The Court actually had plenty to say. First, it confirmed that the reference was admissible since it was not apparent, or at least "not quite obvious", that the interpretation of European Union law requested here was unrelated to the actual facts of the main action or to its purpose. Nor did it appear to concern a purely hypothetical problem. The reference was therefore admissible.

As for the substance of the reference:
  • Since there were no provisions relating to the procedure for filing or to establishing the date of filing of applications for national trade marks, Member States were free to pick their own provisions on the subject which might therefore differ from one Member State to another.

  • The CTM regime has its own rules relating to the procedure for filing an application which makes no reference to the provisions of national law in that regard.

  • An obligation to state the date or the day does not imply, according to the ordinary meaning, that it is necessary to state the hour and, a fortiori, the minute. Therefore, in the absence of any express reference to the hour and minute of filing of a CTM application, it is apparent that this information was not considered necessary for the purposes of establishing the time of filing of a Community trade mark application.

  • Since an application for a CTM may be filed (i) with OHIM, (ii) with the central industrial property office of a Member State or (iii) with the Benelux Trade Mark Office, if it were necessary to take the hour and minute of filing of an application for a CTM into account, that obligation would have to stem explicitly from provisions of general application.

  • Where a CTM is invoked for the purposes of opposing the registration of a national trade mark, if the date of filing of the application for that CTM were to be established by taking account of provisions of national law, that would in effect undermine the uniform nature of the protection of a  CTM because the Member States remain free to determine the procedure for filing applications for national trade marks, with the result that the extent of the protection given to that  CTM  might differ from one Member State to another [The IPKat thought this was a most appealing point].

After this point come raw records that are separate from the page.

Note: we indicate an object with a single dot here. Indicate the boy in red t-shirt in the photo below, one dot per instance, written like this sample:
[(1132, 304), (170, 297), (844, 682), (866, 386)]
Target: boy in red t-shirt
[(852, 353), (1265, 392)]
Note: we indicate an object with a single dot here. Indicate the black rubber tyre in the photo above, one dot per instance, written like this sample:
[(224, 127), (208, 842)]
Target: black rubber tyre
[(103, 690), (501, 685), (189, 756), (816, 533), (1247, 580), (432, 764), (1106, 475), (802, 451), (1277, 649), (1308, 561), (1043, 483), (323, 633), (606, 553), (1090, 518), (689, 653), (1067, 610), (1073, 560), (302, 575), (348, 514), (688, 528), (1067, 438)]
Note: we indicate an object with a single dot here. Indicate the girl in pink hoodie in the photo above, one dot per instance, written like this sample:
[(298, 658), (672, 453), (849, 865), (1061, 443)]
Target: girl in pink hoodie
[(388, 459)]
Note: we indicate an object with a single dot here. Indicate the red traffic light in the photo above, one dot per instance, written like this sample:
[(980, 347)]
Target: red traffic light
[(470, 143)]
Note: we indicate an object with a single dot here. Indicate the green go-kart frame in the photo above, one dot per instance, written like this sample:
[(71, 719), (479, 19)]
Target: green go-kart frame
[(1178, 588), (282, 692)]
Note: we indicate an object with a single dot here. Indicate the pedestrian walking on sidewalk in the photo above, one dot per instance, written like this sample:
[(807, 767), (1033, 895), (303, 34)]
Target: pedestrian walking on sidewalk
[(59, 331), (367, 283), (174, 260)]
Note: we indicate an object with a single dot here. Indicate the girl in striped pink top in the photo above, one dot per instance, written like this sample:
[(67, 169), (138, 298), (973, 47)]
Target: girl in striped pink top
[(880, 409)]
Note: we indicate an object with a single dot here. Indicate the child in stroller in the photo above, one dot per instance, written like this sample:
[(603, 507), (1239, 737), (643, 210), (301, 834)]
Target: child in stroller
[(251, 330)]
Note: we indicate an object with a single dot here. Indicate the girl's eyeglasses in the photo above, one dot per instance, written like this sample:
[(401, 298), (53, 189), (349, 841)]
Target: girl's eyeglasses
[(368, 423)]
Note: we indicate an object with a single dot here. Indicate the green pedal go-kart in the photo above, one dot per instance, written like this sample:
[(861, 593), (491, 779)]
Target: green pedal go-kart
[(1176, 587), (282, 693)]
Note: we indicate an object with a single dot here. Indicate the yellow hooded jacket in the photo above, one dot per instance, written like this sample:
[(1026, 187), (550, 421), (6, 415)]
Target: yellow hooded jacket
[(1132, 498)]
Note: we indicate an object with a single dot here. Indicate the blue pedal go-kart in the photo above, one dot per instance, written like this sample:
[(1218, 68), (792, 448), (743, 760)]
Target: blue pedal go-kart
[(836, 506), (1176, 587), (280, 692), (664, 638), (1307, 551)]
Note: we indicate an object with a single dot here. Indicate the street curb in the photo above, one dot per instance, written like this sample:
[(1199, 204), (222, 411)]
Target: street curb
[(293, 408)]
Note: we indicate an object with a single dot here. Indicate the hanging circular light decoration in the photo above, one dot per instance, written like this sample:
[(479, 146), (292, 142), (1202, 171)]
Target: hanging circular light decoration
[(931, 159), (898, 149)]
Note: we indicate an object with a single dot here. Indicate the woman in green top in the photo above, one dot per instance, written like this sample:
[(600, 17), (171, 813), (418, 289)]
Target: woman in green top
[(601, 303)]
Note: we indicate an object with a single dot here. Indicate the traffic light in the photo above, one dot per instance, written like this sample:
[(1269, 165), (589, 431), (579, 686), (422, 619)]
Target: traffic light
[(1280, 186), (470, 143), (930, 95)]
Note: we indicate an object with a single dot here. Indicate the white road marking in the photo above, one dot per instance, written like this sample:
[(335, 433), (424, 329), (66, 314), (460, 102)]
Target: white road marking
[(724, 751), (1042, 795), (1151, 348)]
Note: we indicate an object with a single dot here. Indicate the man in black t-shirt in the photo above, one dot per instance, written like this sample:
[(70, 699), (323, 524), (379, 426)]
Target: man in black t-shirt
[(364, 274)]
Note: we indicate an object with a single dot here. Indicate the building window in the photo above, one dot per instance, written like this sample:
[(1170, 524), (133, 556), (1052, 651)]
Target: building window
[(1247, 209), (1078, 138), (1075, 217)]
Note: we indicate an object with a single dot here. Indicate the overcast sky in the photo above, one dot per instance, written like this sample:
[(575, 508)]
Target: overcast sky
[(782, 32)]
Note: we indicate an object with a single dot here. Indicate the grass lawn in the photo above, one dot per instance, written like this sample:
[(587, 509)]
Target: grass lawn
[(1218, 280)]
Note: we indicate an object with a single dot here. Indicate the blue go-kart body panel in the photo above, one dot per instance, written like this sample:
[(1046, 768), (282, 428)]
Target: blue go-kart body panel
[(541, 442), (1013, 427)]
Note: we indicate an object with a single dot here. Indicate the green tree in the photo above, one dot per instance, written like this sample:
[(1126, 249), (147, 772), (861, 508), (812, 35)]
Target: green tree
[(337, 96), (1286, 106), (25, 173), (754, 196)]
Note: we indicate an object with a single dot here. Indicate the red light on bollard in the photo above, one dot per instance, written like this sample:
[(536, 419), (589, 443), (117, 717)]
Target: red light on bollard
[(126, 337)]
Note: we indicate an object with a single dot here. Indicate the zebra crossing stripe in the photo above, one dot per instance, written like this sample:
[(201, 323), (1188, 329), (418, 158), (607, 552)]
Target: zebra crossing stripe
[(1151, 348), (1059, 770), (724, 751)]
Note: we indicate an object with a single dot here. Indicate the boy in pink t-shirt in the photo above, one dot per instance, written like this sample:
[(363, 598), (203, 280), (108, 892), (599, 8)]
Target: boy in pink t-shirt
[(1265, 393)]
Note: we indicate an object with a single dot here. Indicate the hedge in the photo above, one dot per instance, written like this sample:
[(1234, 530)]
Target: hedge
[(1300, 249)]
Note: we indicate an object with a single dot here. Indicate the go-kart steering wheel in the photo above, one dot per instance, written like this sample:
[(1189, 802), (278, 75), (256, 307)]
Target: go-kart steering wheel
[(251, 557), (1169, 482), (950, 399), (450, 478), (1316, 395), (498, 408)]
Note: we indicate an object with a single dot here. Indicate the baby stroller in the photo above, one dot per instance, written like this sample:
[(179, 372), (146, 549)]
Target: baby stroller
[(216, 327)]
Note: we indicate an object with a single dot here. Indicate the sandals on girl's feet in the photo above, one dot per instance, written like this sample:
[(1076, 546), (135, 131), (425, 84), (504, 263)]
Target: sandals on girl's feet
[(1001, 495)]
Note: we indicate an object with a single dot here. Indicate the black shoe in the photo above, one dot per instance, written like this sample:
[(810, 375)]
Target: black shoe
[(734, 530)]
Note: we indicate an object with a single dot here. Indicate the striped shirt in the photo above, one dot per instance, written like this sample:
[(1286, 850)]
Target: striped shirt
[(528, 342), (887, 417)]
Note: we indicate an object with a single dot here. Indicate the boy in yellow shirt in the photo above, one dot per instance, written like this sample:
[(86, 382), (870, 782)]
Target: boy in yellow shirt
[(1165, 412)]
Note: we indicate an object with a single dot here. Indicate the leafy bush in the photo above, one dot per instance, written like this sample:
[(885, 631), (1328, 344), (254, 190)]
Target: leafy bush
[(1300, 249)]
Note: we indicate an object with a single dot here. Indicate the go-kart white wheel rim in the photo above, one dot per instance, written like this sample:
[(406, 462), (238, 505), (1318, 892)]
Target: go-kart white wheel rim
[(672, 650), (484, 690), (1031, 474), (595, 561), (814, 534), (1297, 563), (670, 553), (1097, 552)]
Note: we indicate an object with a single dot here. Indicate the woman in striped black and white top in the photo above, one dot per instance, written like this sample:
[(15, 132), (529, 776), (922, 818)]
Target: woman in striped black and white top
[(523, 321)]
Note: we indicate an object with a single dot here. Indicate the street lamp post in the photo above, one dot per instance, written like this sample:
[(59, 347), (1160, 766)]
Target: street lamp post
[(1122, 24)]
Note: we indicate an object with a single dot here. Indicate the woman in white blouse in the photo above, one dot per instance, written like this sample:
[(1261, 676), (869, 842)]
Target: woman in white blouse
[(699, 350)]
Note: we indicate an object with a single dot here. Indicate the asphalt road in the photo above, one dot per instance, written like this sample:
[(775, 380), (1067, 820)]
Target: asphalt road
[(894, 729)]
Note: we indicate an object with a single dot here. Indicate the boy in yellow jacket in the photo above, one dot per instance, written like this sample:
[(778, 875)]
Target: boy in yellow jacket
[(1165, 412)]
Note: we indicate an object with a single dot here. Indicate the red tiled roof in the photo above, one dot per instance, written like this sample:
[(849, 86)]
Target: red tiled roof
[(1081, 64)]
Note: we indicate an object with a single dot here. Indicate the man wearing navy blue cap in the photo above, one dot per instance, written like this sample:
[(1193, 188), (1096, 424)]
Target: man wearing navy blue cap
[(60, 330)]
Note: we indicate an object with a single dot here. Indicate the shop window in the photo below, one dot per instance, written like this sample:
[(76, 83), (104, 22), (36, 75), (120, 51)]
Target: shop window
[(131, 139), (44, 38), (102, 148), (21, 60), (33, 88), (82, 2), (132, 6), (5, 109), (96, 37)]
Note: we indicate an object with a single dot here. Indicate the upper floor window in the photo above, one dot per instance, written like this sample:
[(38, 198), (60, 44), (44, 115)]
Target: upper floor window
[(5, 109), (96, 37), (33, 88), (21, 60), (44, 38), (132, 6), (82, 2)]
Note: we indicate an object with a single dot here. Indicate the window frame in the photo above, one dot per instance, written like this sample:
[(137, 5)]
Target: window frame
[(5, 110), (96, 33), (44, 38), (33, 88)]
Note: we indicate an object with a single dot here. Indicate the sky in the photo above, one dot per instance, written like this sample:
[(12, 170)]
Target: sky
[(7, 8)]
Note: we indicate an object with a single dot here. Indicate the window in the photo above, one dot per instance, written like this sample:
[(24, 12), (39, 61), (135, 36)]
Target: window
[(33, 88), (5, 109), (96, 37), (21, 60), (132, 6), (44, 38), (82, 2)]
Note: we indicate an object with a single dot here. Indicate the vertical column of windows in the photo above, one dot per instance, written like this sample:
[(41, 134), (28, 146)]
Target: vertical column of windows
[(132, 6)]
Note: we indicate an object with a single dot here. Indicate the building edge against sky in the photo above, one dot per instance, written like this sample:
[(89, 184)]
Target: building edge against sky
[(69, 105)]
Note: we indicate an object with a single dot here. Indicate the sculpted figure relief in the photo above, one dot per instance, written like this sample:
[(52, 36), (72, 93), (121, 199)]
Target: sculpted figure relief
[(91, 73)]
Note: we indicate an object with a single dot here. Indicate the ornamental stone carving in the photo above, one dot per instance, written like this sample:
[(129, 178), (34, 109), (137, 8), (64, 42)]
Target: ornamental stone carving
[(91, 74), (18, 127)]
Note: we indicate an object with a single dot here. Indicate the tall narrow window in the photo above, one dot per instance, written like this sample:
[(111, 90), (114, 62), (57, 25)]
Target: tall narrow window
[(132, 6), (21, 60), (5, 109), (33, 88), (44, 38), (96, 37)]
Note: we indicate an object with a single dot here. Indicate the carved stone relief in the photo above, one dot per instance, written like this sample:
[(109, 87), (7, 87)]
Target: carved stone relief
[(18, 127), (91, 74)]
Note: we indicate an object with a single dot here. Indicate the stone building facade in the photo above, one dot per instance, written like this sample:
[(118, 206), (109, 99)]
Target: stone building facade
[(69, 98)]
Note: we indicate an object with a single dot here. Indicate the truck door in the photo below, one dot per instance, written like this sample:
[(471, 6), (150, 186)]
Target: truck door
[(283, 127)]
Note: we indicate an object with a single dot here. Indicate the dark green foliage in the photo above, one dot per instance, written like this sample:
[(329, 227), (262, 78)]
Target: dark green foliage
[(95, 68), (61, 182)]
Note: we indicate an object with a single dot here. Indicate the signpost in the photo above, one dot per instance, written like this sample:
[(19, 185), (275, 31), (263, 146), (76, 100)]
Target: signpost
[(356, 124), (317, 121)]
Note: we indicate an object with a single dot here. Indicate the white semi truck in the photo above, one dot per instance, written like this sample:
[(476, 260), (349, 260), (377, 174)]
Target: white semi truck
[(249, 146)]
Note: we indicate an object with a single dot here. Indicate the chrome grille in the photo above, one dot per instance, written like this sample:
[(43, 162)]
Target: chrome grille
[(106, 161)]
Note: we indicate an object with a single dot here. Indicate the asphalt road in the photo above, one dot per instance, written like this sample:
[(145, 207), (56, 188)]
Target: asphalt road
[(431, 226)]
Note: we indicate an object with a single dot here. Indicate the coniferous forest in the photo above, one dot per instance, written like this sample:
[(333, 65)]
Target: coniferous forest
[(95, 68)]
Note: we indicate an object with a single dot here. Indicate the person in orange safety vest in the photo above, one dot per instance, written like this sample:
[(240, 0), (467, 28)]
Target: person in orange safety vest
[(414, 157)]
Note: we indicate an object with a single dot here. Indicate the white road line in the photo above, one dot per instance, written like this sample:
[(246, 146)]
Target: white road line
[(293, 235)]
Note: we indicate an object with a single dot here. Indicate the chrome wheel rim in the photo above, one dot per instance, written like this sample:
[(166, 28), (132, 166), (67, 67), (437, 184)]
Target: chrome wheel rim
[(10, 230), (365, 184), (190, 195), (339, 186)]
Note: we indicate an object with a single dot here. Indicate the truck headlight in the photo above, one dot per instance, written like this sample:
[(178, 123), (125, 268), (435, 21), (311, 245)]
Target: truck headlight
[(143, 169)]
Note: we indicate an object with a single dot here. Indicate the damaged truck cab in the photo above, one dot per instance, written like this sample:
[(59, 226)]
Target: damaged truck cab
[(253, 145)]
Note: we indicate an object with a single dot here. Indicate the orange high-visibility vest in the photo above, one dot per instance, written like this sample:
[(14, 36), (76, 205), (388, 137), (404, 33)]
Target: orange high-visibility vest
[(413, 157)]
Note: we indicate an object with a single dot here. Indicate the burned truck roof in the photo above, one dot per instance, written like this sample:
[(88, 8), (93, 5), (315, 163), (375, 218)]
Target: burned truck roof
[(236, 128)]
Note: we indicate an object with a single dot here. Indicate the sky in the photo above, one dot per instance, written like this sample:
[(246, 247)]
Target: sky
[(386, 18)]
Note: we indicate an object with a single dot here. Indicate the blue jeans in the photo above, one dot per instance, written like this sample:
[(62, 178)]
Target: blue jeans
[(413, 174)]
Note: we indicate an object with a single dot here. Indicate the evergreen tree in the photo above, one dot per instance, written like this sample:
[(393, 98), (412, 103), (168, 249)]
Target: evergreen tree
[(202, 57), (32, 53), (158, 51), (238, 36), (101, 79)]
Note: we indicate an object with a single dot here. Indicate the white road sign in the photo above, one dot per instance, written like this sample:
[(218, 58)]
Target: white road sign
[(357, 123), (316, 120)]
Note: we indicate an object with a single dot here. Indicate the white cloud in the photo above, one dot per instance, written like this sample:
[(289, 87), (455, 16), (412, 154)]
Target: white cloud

  • EU law actually precludes the hour and minute of the filing of an application for a CTM from being taken into account under national law for the purposes of establishing that CTM's priority over a national trade mark filed on the same day, where the national legislation governing the registration of national trade marks considers the hour and minute of filing to be relevant in that regard.
The IPKat thinks this must be right.  He's just a little sad that, when the parties are arguing about hours, minutes and seconds, this dispute relates to a filing which took place in December 2003 and, despite the paucity of relevant existing law on the subject, it has only now got as far as a ruling on a preliminary issue.

Merpel's speculating about some exciting "might-have-been" references regarding priority where, given the EU's span of time zones as between East and West, a national application filed in one country might bear an later time stamp than an application filed after it in another time zone but being accorded an earlier time stamp.